Consider this layout:
+-------------+ | | | | | +--+ | | |##| | | |##| | | +--+------+ | |######| | |######| +------+------+
The black part is the occupied space. Now I need an algorithm that returns the largest remaining rectangular spaces. (Ordered from top to bottom, left to right.)
Like this:
1 2 3 4 +-------------+ +---- -------+ |#############| |### ######| |#############| |### ######| | +--+ | |###+ +######| |###| |######| |###| |######| |###+ +------| | +--+ |### |######| |### |######| +---- +------+
The width and height of the enclosing container. (A page in my code.)
A list of already occupied rectangles. They can be in any form that you like.

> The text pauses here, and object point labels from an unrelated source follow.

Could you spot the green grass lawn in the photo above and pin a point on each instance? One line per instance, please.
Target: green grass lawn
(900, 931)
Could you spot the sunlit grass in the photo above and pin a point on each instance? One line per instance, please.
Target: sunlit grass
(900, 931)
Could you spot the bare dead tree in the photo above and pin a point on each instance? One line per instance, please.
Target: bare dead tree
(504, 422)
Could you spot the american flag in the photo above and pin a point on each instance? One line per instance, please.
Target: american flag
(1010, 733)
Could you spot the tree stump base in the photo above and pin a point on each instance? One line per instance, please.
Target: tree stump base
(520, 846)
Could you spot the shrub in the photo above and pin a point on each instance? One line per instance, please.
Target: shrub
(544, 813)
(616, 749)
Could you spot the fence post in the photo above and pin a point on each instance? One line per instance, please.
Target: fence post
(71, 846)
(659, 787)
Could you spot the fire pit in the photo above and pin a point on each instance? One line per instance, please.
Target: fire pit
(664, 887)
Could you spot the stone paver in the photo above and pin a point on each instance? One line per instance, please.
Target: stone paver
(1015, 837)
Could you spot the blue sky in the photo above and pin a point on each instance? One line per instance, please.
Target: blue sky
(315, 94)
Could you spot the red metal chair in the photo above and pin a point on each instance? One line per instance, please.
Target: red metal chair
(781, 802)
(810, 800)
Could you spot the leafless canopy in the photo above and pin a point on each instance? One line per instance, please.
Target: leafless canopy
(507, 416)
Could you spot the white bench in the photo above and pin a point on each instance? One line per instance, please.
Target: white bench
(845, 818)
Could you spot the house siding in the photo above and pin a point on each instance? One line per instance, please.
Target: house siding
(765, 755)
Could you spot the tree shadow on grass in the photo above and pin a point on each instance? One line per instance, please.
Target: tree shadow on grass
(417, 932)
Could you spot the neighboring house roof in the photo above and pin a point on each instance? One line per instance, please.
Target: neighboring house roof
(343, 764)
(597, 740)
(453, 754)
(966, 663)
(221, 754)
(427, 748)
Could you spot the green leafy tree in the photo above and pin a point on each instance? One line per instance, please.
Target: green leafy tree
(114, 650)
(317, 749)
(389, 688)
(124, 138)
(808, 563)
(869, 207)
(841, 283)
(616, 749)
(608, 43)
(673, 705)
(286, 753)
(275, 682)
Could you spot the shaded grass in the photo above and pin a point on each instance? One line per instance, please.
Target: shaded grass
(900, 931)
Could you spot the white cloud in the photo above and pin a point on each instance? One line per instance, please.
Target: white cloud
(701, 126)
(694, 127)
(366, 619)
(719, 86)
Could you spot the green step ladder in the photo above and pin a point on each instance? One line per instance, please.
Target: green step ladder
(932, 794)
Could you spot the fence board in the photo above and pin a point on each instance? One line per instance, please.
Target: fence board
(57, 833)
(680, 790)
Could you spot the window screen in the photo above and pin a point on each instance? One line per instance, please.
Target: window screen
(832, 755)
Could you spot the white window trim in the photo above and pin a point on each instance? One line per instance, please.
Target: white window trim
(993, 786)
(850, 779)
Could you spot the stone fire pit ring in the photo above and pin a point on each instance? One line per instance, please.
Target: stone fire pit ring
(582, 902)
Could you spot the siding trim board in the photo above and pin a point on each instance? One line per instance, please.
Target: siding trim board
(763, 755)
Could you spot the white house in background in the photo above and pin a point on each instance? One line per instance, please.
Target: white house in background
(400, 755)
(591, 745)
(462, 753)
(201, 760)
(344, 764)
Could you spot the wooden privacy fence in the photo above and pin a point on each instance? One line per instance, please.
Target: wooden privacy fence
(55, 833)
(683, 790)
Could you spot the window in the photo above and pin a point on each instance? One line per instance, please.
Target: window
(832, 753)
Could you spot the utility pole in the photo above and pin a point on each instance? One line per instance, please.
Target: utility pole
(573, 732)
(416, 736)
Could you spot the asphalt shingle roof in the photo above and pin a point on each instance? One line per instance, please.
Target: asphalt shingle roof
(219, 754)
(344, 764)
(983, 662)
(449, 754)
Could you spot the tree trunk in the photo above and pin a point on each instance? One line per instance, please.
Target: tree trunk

E.g. (x,y,width,height) or (x1,y1,x2,y2)
I'm dealing with floats, therefore a mathematical solution would be preferred.
From your example it appears that you aren't asking to exclude overlap (e.g. 1 and 2 have the top-left segment in common), so perhaps this will suit your needs:
Divide the space into rectangles based on the corners identified by the occupied spaces.
Form the "basic rectangles" by extending line segments from those corners to the edges of the entire space.
Using any systematic order (e.g. top-to-bottom, left-to-right):
3.1. Select a basic rectangle and extend it as far as possible with other basic rectangles that have a side in common.
3.2. Form the set of all (unique) such extended rectangles.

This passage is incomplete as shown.